From: Kenneth Whistler (kenw@sybase.com)
Date: Mon Dec 22 2008 - 19:58:55 CST
> > What we concluded is that we would propose that the characters
> > be allocated in a
> > block that had enough positions for the non-private use country codes
> > (that is 676
> > combinations - AA, ZZ, QM..QZ, XA..XZ).
Postscript on this topic:
The 10 flag symbols in the SoftBank and KDDI set make
no sense whatsoever *as a set* if interpreted primarily
as country symbols or flag symbols per se.
What does make sense, for understanding why these 10
and no others (while allowing for the possibility that
everything in all of the sets was the result of
haphazard decisions) is interpreting them as the most
common language/locale indicator icons. I.e., the
list really represents:
Japanese
U.S. English
French
German
Italian
British English
Spanish
Russian
Chinese
Korean
Now *that* makes sense of a limited set of these symbols --
it is really what you would most likely see as identifying
language on websites, on publication lists, on other kinds
of items for sale in Japan -- and might well be the
original intent of this set by whoever was grabbing stuff
for the sets in the first place.
So while the KDDI documentation says of these things,
literally, "Russian national flag", etc., what I suspect
the full gloss should be is more like:
"[This glyph is an icon of the] Russian national flag
[standing for the Russian language/locale]."
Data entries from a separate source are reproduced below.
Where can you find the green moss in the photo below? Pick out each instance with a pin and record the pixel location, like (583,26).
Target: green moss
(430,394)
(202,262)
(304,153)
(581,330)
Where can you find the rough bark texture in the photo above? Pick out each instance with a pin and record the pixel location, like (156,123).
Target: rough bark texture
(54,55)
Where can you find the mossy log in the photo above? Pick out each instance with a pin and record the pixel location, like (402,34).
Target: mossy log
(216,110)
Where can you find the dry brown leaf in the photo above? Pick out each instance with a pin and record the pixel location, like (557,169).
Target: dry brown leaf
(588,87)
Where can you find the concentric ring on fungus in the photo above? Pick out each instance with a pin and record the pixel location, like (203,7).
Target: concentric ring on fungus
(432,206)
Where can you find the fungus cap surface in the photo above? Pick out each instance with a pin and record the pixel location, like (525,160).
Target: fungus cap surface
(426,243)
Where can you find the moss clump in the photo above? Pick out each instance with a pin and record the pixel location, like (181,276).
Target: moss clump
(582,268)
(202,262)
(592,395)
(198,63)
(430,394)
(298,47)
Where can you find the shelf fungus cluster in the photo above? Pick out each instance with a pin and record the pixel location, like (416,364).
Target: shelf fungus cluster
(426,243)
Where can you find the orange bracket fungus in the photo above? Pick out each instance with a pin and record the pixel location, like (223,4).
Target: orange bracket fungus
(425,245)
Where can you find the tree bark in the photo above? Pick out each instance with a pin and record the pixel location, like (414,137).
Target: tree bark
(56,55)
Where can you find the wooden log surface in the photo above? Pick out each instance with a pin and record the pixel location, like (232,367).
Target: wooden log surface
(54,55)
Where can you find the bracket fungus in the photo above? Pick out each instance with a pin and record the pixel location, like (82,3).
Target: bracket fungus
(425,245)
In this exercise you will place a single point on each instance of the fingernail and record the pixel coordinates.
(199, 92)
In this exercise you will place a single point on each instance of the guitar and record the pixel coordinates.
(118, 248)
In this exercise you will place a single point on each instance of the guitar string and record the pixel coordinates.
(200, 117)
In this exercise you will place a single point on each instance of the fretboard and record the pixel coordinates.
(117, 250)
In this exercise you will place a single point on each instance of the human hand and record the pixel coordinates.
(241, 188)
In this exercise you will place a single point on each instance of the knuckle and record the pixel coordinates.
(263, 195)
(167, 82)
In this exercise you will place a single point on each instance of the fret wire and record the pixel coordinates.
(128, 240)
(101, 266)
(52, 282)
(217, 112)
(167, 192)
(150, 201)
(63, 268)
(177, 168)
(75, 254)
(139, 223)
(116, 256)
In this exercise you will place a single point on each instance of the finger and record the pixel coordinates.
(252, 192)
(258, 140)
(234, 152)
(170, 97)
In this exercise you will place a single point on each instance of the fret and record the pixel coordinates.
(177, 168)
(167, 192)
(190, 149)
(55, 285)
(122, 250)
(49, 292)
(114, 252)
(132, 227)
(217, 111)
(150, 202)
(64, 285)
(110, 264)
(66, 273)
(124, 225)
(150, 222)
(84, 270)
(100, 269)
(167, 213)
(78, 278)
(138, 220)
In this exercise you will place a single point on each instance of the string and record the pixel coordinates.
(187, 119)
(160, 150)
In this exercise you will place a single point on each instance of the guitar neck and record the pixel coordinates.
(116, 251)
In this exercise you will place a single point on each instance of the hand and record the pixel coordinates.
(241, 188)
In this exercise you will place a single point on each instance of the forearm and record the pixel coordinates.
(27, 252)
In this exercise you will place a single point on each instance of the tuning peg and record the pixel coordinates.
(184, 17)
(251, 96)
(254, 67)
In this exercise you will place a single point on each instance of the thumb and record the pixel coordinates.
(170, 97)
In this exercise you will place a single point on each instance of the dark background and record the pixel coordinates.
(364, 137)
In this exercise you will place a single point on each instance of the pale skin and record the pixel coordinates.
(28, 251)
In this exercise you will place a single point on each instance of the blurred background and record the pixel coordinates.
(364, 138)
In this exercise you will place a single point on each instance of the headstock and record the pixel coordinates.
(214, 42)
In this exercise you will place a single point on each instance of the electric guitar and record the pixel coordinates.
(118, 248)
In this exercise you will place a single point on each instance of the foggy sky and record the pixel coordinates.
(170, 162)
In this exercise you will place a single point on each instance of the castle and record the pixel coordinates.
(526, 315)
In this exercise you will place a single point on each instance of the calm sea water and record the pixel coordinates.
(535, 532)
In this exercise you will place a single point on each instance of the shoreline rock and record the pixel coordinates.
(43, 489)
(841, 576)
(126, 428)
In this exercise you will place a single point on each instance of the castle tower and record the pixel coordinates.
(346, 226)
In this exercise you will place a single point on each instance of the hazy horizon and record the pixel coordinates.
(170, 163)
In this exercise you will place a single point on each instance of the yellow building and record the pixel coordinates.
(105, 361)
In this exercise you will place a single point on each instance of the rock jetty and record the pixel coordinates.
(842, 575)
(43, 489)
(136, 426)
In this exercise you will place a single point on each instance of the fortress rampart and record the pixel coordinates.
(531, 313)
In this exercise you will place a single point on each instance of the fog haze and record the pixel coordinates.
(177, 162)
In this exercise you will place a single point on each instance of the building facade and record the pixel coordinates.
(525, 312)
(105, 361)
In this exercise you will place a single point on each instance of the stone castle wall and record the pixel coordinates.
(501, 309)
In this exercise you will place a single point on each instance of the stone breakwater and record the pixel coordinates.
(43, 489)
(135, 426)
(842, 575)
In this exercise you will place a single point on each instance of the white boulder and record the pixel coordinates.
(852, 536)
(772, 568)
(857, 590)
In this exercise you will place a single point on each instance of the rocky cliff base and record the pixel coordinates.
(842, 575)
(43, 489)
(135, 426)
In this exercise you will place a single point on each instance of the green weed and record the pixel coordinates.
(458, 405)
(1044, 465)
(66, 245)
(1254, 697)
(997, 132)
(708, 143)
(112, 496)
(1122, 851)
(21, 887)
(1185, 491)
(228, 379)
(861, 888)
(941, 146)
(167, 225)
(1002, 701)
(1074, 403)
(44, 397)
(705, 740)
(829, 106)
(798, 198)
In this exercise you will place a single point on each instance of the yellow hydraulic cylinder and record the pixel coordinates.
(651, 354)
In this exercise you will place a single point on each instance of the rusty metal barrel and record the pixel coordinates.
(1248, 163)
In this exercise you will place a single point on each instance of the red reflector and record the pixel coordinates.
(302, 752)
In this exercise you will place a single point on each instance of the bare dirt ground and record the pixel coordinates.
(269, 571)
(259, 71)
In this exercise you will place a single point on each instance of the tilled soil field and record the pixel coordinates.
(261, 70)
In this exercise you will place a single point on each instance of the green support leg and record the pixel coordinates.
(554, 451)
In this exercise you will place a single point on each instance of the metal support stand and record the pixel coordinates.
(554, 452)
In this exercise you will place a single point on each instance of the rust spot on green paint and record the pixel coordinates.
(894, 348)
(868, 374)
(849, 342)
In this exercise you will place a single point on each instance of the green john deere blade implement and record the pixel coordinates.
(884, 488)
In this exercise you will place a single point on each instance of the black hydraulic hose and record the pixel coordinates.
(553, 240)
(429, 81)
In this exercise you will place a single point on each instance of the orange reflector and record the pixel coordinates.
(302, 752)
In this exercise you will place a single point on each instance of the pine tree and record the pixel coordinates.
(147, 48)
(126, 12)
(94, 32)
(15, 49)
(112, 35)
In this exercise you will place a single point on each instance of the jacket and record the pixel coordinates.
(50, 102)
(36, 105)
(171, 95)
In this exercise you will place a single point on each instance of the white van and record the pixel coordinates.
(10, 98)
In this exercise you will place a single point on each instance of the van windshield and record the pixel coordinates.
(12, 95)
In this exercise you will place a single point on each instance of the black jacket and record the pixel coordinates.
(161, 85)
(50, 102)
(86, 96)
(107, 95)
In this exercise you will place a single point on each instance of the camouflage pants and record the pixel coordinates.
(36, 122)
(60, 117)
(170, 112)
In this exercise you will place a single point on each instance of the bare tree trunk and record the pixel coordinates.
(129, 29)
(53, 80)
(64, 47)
It is a semiotic mistake here to just blandly assume that
because the icon in question is an image of the Russian
flag, that it is intended as a symbol *of* the flag
per se, and that thus we are obligated to go down the
road of international fairness and provide the opportunity
for *everybody* to encode their flag, too, just so nobody
is going to be miffed that their country was dissed by
the international standard.
Interpreting (and encoding) these 10 symbols as common
language/locale symbols, rather than as national flags
per se, will deal with the interoperability issue for wireless
transmapping, will avoid the whole political rathole of
trying to encode flags *as* flags, and will avoid the
nonsense of trying to architect a registration scheme
for future encoding of country flag symbols as characters.